La propensione al rischio sostiene i mercati globali
Momento di tregua sui listini ma presto si tornerà a parlare di rimborsi della Grecia e di referendum in Uk
pSulla carta, il prossimo trimestre delle Borse si presenta tranquillo. «Godetevelo» suggerisce agli investitori Chris Iggo, responsabile degli investimenti obbligazionari di Axa Investment Managers, perché la situazione dei mercati e le prospettive di crescita oggi appaiono migliori, mentre l’estate porterà motivi di preoccupazione. A giugno, infatti, si tornerà a parlare di rimborsi della Grecia ai creditori, a discutere di un possibile rialzo dei tassi americani prima che le elezioni invadano la scena e il referendum nel Regno Unito creerà tensione per l’eventuale – per quanto incredibile – rigetto dell’Unione Europea. Fino a quel momento, la propensione al rischio dovrebbe resistere. I timori di recessione negli Stati Uniti si sono rivelati eccessivi, sebbene il Pil sia in rallentamento.
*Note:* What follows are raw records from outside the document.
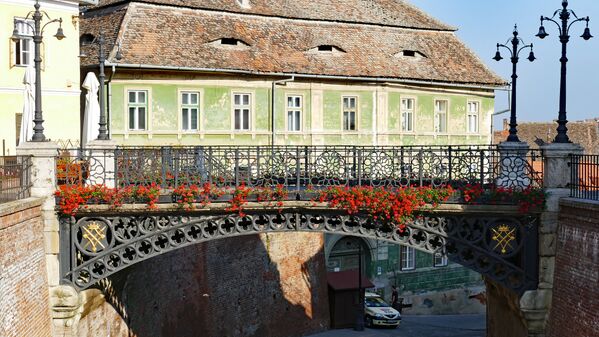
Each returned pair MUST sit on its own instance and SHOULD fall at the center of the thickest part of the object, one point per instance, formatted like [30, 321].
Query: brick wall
[267, 285]
[24, 309]
[575, 305]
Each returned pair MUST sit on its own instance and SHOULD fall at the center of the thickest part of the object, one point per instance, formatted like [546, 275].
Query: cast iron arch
[97, 245]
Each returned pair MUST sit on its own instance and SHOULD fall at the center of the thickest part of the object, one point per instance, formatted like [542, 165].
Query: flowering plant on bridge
[395, 206]
[186, 196]
[72, 197]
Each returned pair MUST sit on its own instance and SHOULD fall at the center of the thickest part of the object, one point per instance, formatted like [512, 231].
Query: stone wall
[575, 307]
[266, 285]
[24, 309]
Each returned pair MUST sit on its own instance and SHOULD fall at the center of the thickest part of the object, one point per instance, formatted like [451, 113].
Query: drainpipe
[272, 106]
[109, 100]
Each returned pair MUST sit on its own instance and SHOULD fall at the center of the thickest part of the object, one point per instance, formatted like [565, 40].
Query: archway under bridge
[495, 241]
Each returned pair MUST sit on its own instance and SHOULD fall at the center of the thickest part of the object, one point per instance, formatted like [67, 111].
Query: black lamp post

Gli ordini di beni durevoli hanno inciampato, come previsto, ma la produzione tiene e i servizi, secondo le indicazioni delle aziende per marzo, sono tornati in espansione; l’occupazione è vicina al pieno impiego e può spingere la produttività, i salari e i consumi, seppure lentamente. Anche in Europa, dove il ritmo è più modesto, le imprese segnalano un aumento dell’attività, in particolare quelle del settore servizi spinto dalla domanda interna; inoltre, la Banca Centrale Europea inizierà - proprio a giugno - a fare prestiti di lunga durata alle banche a tassi nulli o negativi e a comprare titoli di debito delle società non finanziarie, con un effetto favorevole al riavvio degli investimenti (condizioni fiscali e strutturali permetten- do). In Giappone, che soffre per il rafforzamento dello Yen, la banca centrale ha deciso di intervenire direttamente sul settore privato (attraverso strumenti legati all'immobiliare, per esempio). Gli economisti restano pessimisti solo sull’astenia dell’inflazione, finora insensibile alle cure delle banche centrali, e già ipotizzano un'altra dose extra di stimoli monetari, sia in Europa, sia in Giappone. Anche la Cina è uscita dal guado estivo; i prezzi delle case nelle grandi città si sono risvegliati e la Banca Popolare tiene sotto controllo i deflussi di capitali e la svalutazione dello Yuan, la divisa nazionale, per evitare nuovi crolli e panico. Infine, la ripresa dei prezzi delle materie prime aiuta i Paesi emergenti produttori.
Alla luce di un bicchiere economico mezzo pieno - a meno di incidenti – il ripiego dei mercati finanziari dell’ultima settimana (due nel Vecchio Continente), è compatibile con le prese di beneficio dopo un mese e mezzo di rimbalzo, che ha riportato Wall Street vicina ai massimi storici e in attivo da inizio anno. Tra l’altro, la stagione delle trimestrali sta per ripartire e gli utili 2015 delle società Usa, che rimangono il traino mondiale, in media sono scesi (a picco nel comparto energetico) e hanno battuto le attese perché erano state ridimensionate parecchio. Quindi la cautela è comprensibile, pur a fronte delle ondate di denaro stampato dalle autorità monetarie che negli anni passati hanno fatto la fortuna delle azioni a New York e ora non riescono da sole a tirare i listini ad oltranza.
Del resto, la stessa Federal Reserve sta alla finestra. I mercati, appunto, non sembrano per nulla impressionati dalle dichiarazioni aggressive di alcuni governatori Fed dei giorni scorsi, determinati a un atteggiamento restrittivo; anzi, non hanno dato credito neppure ai più accomodanti, che hanno parlato di due rialzi entro fine anno, contro i quattro annunciati qualche mese fa; tant'è che i titoli di Stato Usa a breve termine e i derivati sui tassi federali con scadenza dicembre scontano solo un rialzo di un quarto di punto scarso. Il comitato consultivo globale di Pimco (cui partecipano nomi di spicco come Ben Bernanke e Jean Claude Trichet), evidenzia che la guerra valutaria è in attenuazione: la divergenza delle politiche monetarie (in inasprimento negli Stati Uniti e in allentamento nell'Eurozona, in Giappone e in Cina) sarà limitata dall'effetto di ritorno del dollaro forte sull'economia a stelle e strisce.